Depending on local weather patterns and a few other variables, this event will occur at differing times, from early spring through mid-summer, throughout just about all of the United States east of the Mississippi, with the largest “emergences” occurring in all of New Jersey, Maryland, Kentucky, Tennessee, and Indiana and in portions of Iowa, Missouri, Georgia, Illinois, Ohio, Alabama, Mississippi, Virginia, North Carolina, West Virginia, Pennsylvania, and New York.

Once these huge insects begin flying, breeding, and sounding off, it normally takes at least two weeks before the first of them begin dying off. So fish are normally just a bit slow to start hitting on this somewhat unfamiliar food source.
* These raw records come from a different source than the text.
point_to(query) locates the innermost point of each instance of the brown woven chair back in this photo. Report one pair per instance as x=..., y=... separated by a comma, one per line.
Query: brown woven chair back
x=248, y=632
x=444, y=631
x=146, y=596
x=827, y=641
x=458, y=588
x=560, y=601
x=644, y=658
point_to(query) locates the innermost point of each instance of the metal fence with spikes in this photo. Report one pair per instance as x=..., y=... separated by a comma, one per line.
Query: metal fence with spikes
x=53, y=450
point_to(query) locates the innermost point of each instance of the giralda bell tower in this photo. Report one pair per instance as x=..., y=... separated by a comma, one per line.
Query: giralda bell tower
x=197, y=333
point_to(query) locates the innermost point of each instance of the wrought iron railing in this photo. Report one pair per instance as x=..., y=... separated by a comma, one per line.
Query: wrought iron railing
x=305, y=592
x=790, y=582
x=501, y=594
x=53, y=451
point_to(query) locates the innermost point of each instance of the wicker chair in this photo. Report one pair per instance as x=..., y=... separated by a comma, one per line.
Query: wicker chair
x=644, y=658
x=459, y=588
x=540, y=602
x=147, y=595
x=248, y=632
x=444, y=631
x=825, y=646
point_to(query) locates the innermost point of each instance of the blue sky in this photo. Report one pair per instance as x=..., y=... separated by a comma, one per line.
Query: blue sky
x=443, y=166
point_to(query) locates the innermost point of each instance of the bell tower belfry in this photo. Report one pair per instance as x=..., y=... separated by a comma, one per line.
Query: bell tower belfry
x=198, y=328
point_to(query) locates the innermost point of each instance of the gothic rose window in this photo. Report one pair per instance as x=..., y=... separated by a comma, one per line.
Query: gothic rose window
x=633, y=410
By the middle of the third week, though, millions, (possibly even billions), of these locusts will be dying off and falling down to the ground or into the water, which is when just about all of the larger fish will find their way into the shallows and take to gorging themselves at a truly unique rate.

Ponds, rivers, and smaller lakes are simply overcome by events of this nature. With the waters under overhanging tree limbs normally becoming overcrowded with just about every size and species of fish greedily competing for the dropping of red-eyed, black and orange insects. In the larger lakes and reservoirs, the smaller fish will normally stay out in deeper water, with the bigger fish crowding in close to forested or tree-lined banks.
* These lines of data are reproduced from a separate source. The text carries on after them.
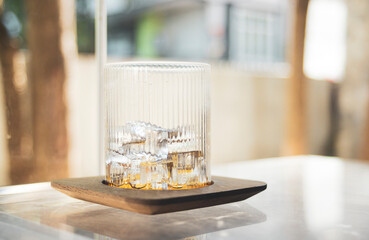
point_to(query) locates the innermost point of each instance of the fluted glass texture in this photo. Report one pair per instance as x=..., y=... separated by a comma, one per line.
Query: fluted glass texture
x=157, y=125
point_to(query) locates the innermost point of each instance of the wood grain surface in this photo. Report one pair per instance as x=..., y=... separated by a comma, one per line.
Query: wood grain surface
x=224, y=190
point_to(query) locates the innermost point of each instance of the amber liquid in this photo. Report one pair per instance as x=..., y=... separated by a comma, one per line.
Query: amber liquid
x=178, y=171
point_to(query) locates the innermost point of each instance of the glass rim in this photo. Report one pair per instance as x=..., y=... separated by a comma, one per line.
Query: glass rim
x=157, y=64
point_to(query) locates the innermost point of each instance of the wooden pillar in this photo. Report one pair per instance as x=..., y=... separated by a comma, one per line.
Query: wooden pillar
x=50, y=39
x=14, y=130
x=296, y=132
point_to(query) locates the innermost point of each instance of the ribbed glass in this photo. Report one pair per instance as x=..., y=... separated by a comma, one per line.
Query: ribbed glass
x=157, y=125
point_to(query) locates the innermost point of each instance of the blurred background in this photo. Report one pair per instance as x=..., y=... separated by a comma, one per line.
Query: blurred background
x=289, y=77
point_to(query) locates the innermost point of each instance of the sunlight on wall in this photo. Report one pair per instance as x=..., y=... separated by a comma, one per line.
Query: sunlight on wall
x=325, y=43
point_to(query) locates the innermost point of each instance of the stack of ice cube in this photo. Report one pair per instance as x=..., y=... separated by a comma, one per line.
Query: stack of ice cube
x=144, y=155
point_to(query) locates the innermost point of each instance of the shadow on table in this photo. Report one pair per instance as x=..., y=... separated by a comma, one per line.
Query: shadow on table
x=118, y=223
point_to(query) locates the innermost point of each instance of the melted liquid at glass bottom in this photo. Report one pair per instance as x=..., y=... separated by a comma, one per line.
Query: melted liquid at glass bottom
x=185, y=170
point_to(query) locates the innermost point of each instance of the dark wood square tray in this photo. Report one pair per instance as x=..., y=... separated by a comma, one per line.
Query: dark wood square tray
x=224, y=190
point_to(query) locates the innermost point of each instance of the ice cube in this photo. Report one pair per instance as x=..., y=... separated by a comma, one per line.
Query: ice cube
x=182, y=139
x=144, y=138
x=117, y=169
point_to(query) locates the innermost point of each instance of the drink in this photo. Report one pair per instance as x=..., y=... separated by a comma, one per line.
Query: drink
x=157, y=125
x=145, y=156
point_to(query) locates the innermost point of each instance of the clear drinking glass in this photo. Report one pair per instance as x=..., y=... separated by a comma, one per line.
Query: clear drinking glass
x=157, y=125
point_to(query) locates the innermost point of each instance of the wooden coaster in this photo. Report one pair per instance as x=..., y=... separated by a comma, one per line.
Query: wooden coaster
x=224, y=190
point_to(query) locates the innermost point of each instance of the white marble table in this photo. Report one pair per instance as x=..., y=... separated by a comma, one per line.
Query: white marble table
x=308, y=197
Locating the best fishing areas at this time will be a relatively simple matter. You’ll need only to find a spot with plenty of limbs hanging out over the water, preferably with a breeze blowing away from the shore, as well as searching out the loudest spots along the shoreline.
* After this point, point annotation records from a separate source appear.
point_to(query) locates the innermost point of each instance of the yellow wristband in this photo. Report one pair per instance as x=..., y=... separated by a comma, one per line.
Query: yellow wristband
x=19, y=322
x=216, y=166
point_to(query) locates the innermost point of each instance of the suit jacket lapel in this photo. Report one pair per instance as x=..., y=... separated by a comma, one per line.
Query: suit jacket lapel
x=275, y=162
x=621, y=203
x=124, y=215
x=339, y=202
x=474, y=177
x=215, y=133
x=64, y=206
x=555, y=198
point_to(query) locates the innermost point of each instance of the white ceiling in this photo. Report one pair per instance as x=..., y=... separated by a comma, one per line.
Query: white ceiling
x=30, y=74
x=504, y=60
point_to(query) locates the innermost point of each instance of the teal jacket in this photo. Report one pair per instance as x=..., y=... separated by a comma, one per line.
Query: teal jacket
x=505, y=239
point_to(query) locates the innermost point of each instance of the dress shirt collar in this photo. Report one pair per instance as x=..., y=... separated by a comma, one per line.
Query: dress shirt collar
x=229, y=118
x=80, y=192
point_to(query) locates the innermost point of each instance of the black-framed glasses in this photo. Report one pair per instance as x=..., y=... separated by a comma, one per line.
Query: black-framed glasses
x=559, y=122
Though I was still in my early thirties at the time, I clearly remember fishing during the last big 17-year hatch. At that time I’d simply gather up a large quantity of already dead locusts from where they’d fallen around the tree trunks and, after threading a locust on to a relatively large #1-size hook attached to a tapered leader, I’d flip-cast the bug into a shaded area right up near the bank. If I didn’t get a strike within the first few seconds, I’d give my rod a little twitch causing the bug to move only a couple of inches. This nearly always triggered an actual attack by a frenziedly feeding fish.

This year, in addition to using these same tactics, I intend trying a few artificials as well. In fact, I’ve already ordered a few “Arbogast Hucus Locusts” in their black and copper pattern (available from www.lurenet.com if you can’t find them locally), as well as several of Bass Pro Shop’s “Lazer Eye Locust” lures (from www.bassproshops.com), Rebel’s “Crickhopper Poppers” (also available from www.lurenet.com), plus ordering a few cicada flies from T. Hargrove in St. Louis (call 1-314-968-4223 if you’d like to try these as well).

To help you take advantage of this “once in a lifetime” fishing opportunity, the Conservation Departments in nearly every state in the Brood X emergence area will soon be publishing literature on the matter. And a simple telephone call to the State Conservation office with a request to speak with their entomologist should find you with plenty of help in working out a prime fishing timeline for any state in which you might be interested in fishing.

Even during the short periods, when the greenish annual cicadas are dying off, bass and other fish will normally strike the bugs with seemingly insane ferocity. So if it’s at all possible, you really don’t want to miss taking advantage of this ultra-rare angling opportunity.

Aside from using this chance to fill my smokehouse with fish, I plan on using this event to help build some lifetime-lasting memories for my kids and grandkids while I’m at it. There’s no reason you shouldn’t do the same.